Киприан отвалился к стене, полузакрыл глаза. Жарко ходила в груди и висках потревоженная кровь. Взглянул на терпеливого монашка, что смиренно ждал, когда владыка окончит послание свое, дабы передать его в руки московских игуменов. Он перечел написанное, исправил и перебелил твердою рукою. Подумавши, приписал: "А от того бесчестия аз больши того ныне прославлен". После чего скатал грамоту трубкою, запечатал своим чудом уцелевшим печатным перстнем, протянул монаху, почти величественный в этот миг. И только уже когда тот вышел, сгорбился, утупив лицо в подставленные ладони. Все рухнуло, и все приходило теперь зачинать вновь!
ГЛАВА ДВАДЦАТЬ СЕДЬМАЯ
В июле татары совершили новый набег на Нижний Новгород. Дмитрия Костянтиныча не случилось во граде, воеводы пополошились, начали было забивать в осаду народ, но уже не сумели ничто же — все и вся бежало к судам, оставив стены и костры новой городовой стены без обороны.

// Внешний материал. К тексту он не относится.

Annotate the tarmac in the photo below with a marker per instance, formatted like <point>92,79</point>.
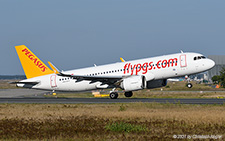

В страшной сутолоке перегруженные лодьи, челноки, учаны, кербаты, паузки, насады, бафты, мокшаны, наполненные людьми и скотом так, что вода шла вровень с бортами, рыбачьи долбленки, плоты, наспех сооруженные из подручных бревен, из раскатанных тут же амбаров, из причальных, отяжелевших от воды и снятых с якорей плавучих вымолов — любая посуда, способная удержать человека на плаву, — все устремило к противоположному волжскому берегу. Кто-то, гребя кичигою, плыл еще на резном полотнище ворот, кто-то, стоя, правил большою водопойной колодой. Забытый безногий слепец полз по вымолу, ощупью суясь в воду, но не находя уже никоторой путевой посудины. Тоскливо мычала вослед лодьям брошенная корова. Конь, отфыркивая воду из ноздрей, плыл за своим хозяином. Какая-то собака с лаем носилась по берегу, потом, решась, тоже сунулась в воду и поплыла, отчаянно взвизгивая…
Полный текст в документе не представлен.